His bold action and heroic disregard for his own safety coupled with his brave actions while in the air as he provided aerial support was indeed laudable. For his valiant effort, he was awarded the Military Service Medal (MSM) for valour in May 1970.
After 25 years of active service to the country he loves and in the profession he adores, Colonel Liverpool retired under the mandatory retirement age of 55 and in 1989 migrated to the USA where he currently resides with his wife, Gem.
He was head of the Papaya Training Centre of the Guyana National Service in 1976. There he had to exercise rigid control over the academics on their way to pursue studies at universities overseas.
Such students often walk with their noses in the air. Col Liverpool had the task to make them recognize that they were ordinary people. He controlled them with a firm hand. There was an occasion when two student pioneers kept walking while the flag was being lowered to the accompaniment of the Last Post. Col Liverpool had them locked up.
The others protested on the grounds that they were not soldiers. Col Liverpool informed them that they were once they were on the National Centre, wore the clothes of pioneers and ate the meals provided by the soldiers.
A team headed by the then Permanent Secretary Joyce Sinclair, traveled from the city to resolve the problems. The pioneers had refused to leave their billet and Col Liverpool refused to budge.

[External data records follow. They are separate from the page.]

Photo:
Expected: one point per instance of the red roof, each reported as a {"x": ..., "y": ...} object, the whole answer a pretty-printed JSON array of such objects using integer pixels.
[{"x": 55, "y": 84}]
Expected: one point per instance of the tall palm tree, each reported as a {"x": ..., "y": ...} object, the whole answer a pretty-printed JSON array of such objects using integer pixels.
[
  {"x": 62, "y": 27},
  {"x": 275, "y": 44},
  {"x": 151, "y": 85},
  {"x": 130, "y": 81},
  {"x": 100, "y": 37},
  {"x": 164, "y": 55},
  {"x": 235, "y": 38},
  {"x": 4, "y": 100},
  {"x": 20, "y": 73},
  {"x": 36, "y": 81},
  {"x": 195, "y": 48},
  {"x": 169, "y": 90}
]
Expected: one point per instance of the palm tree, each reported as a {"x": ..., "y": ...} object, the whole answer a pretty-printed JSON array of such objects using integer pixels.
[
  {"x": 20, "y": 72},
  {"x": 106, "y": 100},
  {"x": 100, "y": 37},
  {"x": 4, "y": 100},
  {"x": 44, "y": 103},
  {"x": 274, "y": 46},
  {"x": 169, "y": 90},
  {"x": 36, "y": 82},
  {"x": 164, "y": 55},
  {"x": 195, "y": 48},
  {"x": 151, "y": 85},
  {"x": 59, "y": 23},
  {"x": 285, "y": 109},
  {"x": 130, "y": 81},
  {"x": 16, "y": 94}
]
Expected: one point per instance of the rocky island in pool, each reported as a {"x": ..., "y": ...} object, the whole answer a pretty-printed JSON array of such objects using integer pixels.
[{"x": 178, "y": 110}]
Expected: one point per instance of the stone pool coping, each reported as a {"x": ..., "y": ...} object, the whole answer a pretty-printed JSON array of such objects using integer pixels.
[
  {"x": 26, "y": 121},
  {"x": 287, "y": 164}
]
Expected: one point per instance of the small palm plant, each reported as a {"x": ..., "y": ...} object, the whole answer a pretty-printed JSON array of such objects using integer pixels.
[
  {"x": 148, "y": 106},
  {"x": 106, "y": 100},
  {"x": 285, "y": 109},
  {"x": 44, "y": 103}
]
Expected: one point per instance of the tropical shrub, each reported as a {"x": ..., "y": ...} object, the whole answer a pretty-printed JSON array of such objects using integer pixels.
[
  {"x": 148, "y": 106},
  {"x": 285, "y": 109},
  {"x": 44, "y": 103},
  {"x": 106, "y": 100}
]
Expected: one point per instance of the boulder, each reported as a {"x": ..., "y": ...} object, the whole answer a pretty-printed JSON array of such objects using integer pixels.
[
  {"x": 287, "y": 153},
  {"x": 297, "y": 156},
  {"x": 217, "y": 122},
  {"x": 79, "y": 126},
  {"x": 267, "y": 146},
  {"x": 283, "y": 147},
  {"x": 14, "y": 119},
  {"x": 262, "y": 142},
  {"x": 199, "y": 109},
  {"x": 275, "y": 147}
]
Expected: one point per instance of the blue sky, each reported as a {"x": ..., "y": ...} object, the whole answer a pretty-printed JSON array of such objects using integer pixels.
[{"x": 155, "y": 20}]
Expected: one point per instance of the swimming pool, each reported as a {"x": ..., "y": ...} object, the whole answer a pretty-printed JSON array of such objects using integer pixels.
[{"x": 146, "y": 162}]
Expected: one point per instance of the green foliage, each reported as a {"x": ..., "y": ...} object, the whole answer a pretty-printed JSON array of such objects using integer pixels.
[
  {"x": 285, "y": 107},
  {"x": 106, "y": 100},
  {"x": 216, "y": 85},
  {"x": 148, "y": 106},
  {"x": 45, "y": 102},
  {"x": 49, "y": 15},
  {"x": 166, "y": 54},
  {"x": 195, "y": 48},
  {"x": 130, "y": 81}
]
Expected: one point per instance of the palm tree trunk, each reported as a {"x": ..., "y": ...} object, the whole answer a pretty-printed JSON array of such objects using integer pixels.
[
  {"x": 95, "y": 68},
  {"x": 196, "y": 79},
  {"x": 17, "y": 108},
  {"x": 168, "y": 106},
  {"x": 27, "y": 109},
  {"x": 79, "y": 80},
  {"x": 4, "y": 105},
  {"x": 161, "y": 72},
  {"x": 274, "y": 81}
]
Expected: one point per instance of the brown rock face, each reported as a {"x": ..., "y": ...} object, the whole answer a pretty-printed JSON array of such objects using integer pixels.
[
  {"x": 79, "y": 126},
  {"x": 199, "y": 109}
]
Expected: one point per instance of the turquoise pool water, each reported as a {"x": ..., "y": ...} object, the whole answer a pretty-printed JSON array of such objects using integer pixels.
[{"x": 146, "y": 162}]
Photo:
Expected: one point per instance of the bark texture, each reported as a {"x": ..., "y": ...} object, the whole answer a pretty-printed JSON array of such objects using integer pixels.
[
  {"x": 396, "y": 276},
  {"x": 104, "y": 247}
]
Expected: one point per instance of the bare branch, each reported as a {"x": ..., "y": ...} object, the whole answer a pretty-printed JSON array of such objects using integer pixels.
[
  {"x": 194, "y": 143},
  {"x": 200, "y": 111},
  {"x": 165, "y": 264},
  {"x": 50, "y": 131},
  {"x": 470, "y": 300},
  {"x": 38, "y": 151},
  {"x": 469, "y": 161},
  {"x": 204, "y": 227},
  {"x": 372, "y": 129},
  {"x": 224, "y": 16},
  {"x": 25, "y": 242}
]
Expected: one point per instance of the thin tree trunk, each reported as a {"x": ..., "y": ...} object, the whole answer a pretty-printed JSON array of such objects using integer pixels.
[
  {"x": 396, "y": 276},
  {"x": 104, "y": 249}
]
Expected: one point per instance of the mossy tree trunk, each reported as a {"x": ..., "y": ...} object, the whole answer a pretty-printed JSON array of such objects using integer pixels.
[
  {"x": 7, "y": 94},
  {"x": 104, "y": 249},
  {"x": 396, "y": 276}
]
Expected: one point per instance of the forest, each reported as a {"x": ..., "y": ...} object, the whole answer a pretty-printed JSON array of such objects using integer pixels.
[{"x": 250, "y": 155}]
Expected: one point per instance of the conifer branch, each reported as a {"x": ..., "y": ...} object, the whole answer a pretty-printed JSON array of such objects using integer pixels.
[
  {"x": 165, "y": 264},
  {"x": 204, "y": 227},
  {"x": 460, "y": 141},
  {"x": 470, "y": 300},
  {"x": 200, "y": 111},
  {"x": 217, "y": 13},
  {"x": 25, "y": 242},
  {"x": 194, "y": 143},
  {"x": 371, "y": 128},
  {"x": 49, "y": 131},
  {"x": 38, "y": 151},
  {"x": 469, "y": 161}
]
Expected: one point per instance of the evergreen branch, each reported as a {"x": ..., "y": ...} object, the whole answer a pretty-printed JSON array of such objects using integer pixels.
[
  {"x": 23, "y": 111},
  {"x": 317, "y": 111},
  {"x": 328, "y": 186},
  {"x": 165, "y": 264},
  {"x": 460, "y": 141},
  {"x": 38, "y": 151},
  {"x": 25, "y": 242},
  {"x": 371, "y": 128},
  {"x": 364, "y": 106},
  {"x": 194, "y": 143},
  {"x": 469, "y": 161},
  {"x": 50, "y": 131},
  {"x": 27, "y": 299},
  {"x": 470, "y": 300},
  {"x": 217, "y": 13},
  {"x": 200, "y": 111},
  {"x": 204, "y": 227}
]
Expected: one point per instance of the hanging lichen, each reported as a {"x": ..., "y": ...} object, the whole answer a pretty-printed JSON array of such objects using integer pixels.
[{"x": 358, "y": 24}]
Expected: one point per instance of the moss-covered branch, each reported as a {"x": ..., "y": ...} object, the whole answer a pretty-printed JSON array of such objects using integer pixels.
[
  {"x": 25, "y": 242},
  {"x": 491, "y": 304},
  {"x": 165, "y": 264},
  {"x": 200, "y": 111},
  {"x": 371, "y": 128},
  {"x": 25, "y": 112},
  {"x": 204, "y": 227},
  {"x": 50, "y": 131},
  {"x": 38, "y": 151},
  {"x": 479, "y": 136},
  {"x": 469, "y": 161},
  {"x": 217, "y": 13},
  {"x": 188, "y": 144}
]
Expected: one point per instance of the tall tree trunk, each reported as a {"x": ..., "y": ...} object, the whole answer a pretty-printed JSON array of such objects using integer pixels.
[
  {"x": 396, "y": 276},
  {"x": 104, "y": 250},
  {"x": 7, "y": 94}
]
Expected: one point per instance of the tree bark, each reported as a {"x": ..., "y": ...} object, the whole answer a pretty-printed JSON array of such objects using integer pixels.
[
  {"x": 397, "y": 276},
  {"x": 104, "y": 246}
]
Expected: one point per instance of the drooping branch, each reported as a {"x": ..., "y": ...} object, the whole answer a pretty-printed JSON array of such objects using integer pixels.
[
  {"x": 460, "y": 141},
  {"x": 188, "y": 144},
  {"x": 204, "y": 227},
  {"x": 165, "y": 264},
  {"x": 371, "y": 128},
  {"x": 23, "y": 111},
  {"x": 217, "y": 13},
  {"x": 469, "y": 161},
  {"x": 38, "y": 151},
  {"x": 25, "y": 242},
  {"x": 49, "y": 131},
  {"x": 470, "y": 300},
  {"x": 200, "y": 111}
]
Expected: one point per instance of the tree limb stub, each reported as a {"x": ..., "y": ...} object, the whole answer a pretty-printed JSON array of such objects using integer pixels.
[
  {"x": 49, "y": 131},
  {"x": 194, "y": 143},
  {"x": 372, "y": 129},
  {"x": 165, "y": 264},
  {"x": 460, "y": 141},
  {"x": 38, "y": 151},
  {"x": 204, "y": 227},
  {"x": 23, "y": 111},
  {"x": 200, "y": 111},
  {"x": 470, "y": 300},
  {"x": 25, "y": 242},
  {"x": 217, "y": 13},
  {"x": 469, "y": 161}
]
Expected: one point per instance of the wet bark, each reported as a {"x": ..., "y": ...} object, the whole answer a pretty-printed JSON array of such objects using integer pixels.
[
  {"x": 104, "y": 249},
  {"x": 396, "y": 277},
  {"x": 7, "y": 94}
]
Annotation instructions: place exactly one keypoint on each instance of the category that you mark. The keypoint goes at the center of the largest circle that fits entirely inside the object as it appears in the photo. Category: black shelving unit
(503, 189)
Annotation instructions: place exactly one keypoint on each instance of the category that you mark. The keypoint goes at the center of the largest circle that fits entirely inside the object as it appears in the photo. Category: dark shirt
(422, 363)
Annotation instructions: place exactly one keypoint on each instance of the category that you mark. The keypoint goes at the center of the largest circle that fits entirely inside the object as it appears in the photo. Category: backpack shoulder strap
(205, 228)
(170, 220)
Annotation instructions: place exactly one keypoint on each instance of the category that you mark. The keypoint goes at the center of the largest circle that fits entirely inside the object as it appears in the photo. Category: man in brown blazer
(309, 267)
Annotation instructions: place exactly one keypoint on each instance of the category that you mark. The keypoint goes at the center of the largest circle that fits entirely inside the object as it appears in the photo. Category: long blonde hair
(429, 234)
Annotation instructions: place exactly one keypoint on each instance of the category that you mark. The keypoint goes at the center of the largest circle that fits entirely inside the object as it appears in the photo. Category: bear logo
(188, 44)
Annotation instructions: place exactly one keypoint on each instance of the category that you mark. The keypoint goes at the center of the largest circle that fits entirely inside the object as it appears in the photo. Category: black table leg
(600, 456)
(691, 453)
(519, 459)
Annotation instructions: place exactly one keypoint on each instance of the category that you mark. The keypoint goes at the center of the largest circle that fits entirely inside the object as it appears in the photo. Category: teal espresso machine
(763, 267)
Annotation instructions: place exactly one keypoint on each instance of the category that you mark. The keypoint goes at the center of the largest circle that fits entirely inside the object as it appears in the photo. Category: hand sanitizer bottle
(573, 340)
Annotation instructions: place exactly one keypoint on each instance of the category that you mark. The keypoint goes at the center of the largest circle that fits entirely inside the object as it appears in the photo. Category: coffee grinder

In the end the two detained pioneers made a public apology to the entire National Service Centre. All’s well that ends well. No other pioneer ever breached the rules of the centre.
Colonel Liverpool remarks that he has no regrets making that all-important decision to serve his country. He is currently blind after undergoing three operations for glaucoma. Amidst it all, his wife Gem remains staunchly by his side, rendering unswerving support to the man she has known for almost six decades. The couple bore several children with the eldest, Colin passing to the Great Beyond in 2007 after suffering a heart attack. Clive, Carl, Compton and Clairmonte are alive and well, all residing in the USA.
It has been an illustrious career; one laden with challenges and sacrifice; one denoted by discipline in service to Guyana.
Given a chance Colonel Liverpool would do it all over in service to country. After all, he is not only an officer, he is also a gentleman.